Corría 1979 y se estrenaba “Superman” en las pantallas de toda España. Creo que a esa edad ya conocía al personaje de Siegel & Shuster por algún comic, pero lo que me provocó el verdadero interés fue la bestial campaña promocional de la peli. Pese a ello, yo estaba más obsesionado por su look que por sus poderes. Para mí la combinación del rojo sangre con el azul cielo resultaba hipnótica. Superman era puro glamour. Fijaos bien cómo en la peli el personaje aparece siempre impecable como si acabase de salir de la ducha. Christopher Reeve dio vida al primer metrosexual del cine.

Pero vayamos al grano.

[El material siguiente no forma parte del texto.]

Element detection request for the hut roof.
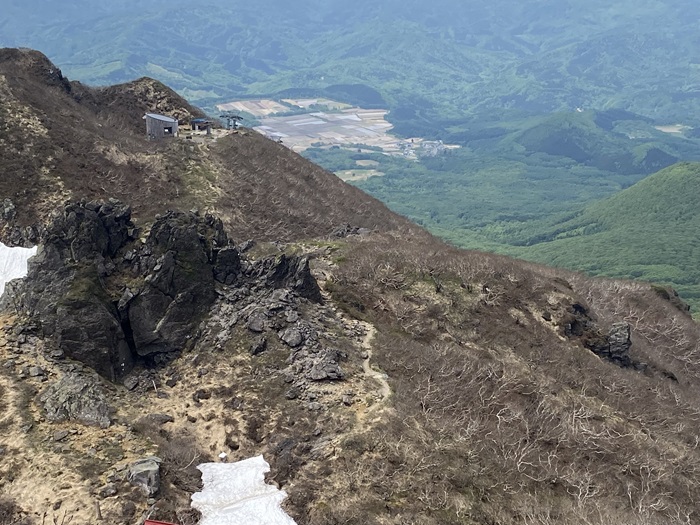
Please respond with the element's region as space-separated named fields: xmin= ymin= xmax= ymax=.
xmin=143 ymin=113 xmax=177 ymax=123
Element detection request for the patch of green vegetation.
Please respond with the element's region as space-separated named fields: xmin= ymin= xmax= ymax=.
xmin=305 ymin=110 xmax=699 ymax=248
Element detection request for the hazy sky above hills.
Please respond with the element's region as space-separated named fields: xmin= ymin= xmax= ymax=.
xmin=3 ymin=0 xmax=696 ymax=37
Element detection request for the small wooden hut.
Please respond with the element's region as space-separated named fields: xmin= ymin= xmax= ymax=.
xmin=143 ymin=113 xmax=179 ymax=139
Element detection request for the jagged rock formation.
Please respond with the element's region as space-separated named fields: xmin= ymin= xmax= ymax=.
xmin=5 ymin=200 xmax=323 ymax=380
xmin=562 ymin=302 xmax=649 ymax=369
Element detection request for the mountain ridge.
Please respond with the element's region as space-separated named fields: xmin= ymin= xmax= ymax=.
xmin=0 ymin=48 xmax=417 ymax=244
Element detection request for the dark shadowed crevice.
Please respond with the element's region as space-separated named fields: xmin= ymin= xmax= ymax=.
xmin=118 ymin=305 xmax=138 ymax=356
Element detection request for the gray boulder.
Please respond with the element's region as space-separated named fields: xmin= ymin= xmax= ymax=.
xmin=249 ymin=337 xmax=267 ymax=356
xmin=279 ymin=327 xmax=304 ymax=348
xmin=128 ymin=457 xmax=162 ymax=496
xmin=247 ymin=310 xmax=267 ymax=333
xmin=309 ymin=348 xmax=345 ymax=381
xmin=40 ymin=372 xmax=112 ymax=428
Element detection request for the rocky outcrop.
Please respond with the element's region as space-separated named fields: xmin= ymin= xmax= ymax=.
xmin=608 ymin=322 xmax=632 ymax=358
xmin=563 ymin=304 xmax=638 ymax=368
xmin=124 ymin=210 xmax=223 ymax=356
xmin=213 ymin=247 xmax=241 ymax=285
xmin=4 ymin=201 xmax=237 ymax=379
xmin=330 ymin=224 xmax=371 ymax=238
xmin=40 ymin=372 xmax=112 ymax=428
xmin=9 ymin=200 xmax=138 ymax=379
xmin=588 ymin=322 xmax=636 ymax=368
xmin=3 ymin=199 xmax=326 ymax=382
xmin=250 ymin=254 xmax=322 ymax=303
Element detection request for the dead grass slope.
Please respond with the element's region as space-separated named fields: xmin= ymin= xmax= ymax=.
xmin=1 ymin=225 xmax=699 ymax=525
xmin=309 ymin=233 xmax=700 ymax=525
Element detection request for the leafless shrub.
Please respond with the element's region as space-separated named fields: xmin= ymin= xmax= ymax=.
xmin=158 ymin=435 xmax=205 ymax=493
xmin=319 ymin=235 xmax=700 ymax=523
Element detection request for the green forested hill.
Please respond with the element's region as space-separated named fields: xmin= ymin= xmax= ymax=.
xmin=2 ymin=0 xmax=699 ymax=123
xmin=342 ymin=109 xmax=700 ymax=245
xmin=509 ymin=162 xmax=700 ymax=311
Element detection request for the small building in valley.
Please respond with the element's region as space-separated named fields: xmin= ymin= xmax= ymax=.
xmin=143 ymin=113 xmax=178 ymax=139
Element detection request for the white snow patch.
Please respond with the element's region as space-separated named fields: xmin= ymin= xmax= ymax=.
xmin=0 ymin=242 xmax=37 ymax=297
xmin=191 ymin=455 xmax=298 ymax=525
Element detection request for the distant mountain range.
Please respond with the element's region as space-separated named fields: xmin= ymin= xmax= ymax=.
xmin=3 ymin=0 xmax=699 ymax=124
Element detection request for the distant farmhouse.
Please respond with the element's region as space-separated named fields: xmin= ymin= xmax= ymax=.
xmin=143 ymin=113 xmax=178 ymax=139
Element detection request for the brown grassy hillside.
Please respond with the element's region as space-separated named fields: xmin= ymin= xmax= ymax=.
xmin=0 ymin=48 xmax=416 ymax=243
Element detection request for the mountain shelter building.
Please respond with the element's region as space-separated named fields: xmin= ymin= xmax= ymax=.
xmin=143 ymin=113 xmax=178 ymax=139
xmin=190 ymin=117 xmax=213 ymax=131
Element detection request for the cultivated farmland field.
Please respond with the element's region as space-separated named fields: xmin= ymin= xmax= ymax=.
xmin=216 ymin=98 xmax=457 ymax=159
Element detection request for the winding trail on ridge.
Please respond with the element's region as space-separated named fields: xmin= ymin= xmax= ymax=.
xmin=357 ymin=322 xmax=391 ymax=400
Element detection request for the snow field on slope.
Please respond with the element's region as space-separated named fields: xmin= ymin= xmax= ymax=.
xmin=191 ymin=455 xmax=297 ymax=525
xmin=0 ymin=242 xmax=37 ymax=297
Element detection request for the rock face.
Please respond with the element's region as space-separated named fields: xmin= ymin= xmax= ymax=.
xmin=251 ymin=254 xmax=323 ymax=303
xmin=125 ymin=211 xmax=222 ymax=356
xmin=608 ymin=322 xmax=632 ymax=358
xmin=8 ymin=201 xmax=139 ymax=379
xmin=6 ymin=201 xmax=231 ymax=379
xmin=563 ymin=304 xmax=637 ymax=368
xmin=40 ymin=372 xmax=112 ymax=428
xmin=3 ymin=199 xmax=325 ymax=382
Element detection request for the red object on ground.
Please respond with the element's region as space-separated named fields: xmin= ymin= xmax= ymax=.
xmin=145 ymin=521 xmax=179 ymax=525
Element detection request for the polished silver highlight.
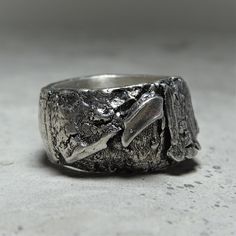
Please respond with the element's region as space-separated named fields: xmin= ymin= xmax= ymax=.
xmin=39 ymin=74 xmax=200 ymax=173
xmin=67 ymin=132 xmax=117 ymax=163
xmin=121 ymin=94 xmax=163 ymax=147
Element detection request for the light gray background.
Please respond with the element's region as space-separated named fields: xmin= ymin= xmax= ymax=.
xmin=0 ymin=1 xmax=236 ymax=236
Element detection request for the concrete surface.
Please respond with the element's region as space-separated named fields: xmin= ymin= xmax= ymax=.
xmin=0 ymin=30 xmax=235 ymax=236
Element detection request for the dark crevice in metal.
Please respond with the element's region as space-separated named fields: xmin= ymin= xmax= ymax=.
xmin=162 ymin=126 xmax=171 ymax=159
xmin=93 ymin=119 xmax=112 ymax=126
xmin=115 ymin=98 xmax=136 ymax=114
xmin=160 ymin=84 xmax=172 ymax=160
xmin=66 ymin=133 xmax=78 ymax=146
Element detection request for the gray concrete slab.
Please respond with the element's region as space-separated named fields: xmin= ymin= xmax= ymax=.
xmin=0 ymin=31 xmax=235 ymax=236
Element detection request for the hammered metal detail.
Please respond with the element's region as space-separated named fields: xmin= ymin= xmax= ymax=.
xmin=39 ymin=75 xmax=200 ymax=173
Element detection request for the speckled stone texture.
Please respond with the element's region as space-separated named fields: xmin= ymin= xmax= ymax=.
xmin=0 ymin=31 xmax=235 ymax=236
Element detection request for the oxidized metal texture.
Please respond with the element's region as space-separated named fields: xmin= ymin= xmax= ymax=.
xmin=39 ymin=75 xmax=200 ymax=173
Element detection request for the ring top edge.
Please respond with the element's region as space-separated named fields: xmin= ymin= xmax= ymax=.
xmin=41 ymin=74 xmax=182 ymax=92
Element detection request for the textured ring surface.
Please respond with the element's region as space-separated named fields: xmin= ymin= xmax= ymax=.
xmin=39 ymin=74 xmax=200 ymax=173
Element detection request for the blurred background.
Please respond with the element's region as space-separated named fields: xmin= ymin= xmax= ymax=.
xmin=0 ymin=0 xmax=236 ymax=32
xmin=0 ymin=0 xmax=235 ymax=94
xmin=0 ymin=1 xmax=236 ymax=236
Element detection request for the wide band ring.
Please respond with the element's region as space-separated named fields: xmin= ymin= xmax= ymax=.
xmin=39 ymin=74 xmax=200 ymax=173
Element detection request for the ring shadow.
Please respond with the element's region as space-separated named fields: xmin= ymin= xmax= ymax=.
xmin=37 ymin=150 xmax=200 ymax=178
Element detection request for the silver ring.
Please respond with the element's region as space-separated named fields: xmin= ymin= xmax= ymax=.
xmin=39 ymin=74 xmax=200 ymax=173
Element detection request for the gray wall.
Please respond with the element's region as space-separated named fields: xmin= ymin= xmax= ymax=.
xmin=0 ymin=0 xmax=235 ymax=33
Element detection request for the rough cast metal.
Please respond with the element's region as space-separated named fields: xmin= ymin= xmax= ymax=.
xmin=39 ymin=75 xmax=200 ymax=173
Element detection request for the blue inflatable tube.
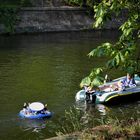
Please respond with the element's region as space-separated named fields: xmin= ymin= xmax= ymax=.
xmin=19 ymin=110 xmax=52 ymax=119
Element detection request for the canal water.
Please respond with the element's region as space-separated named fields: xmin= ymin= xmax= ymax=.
xmin=0 ymin=31 xmax=139 ymax=140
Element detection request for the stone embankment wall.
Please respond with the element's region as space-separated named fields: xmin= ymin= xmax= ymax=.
xmin=0 ymin=7 xmax=126 ymax=34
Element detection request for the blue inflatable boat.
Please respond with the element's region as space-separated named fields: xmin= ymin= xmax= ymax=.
xmin=19 ymin=102 xmax=52 ymax=119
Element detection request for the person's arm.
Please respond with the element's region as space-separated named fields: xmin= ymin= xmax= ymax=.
xmin=84 ymin=86 xmax=88 ymax=92
xmin=129 ymin=79 xmax=136 ymax=87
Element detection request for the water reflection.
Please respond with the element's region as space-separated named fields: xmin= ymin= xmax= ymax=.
xmin=95 ymin=104 xmax=109 ymax=115
xmin=75 ymin=101 xmax=86 ymax=111
xmin=75 ymin=101 xmax=110 ymax=116
xmin=19 ymin=119 xmax=47 ymax=132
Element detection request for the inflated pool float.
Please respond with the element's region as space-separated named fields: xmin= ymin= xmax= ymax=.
xmin=19 ymin=102 xmax=52 ymax=119
xmin=75 ymin=74 xmax=140 ymax=104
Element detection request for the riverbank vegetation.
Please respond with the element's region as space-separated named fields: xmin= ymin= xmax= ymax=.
xmin=64 ymin=0 xmax=82 ymax=6
xmin=0 ymin=6 xmax=19 ymax=33
xmin=0 ymin=0 xmax=32 ymax=33
xmin=55 ymin=107 xmax=140 ymax=140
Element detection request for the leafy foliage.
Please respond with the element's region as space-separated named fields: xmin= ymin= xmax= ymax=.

Y es que mientras los niños de mi edad soñaban con apalancarse un disfraz de Superman, yo andaba preocupado por otra cosa. El coleccionar sus postales y fotos hizo que supiese al dedillo todos sus detalles físicos y ahí entró en juego el famoso caracolillo de Reeve. De la noche a la mañana descubrí que sufría una notoria carencia en mi forma de personificar a Superman jugando. Pese a tener el pelo liso, al actor le habían enchufado un rizo de tonadillera. Pues bien, a partir de ese día, el no tener traje de Superman era secundario. El objetivo prioritario era conseguir el maldito rizo. Y dado que mi pelo era también liso, lo tenía crudo. Ni laca, ni gomina, ni espuma. Nada conseguía el efecto deseado por lo que llegué incluso a sugerir a mi madre el probar con cemento (¡hecho real!).

Días después fui con mis padres a un pinar a pasar la tarde y quise hacerme unas fotos como Superman. Aparte de la toalla roja de rigor, quise volver a intentar lo del peinado y salí de casa con parte del flequillo engominado (casi inapreciable en la foto). Yo no tenía ni idea de lo cutre que había quedado pero 25 años después aproveché toda esta historia para diseñar este cartel que habitualmente uso en mis shows.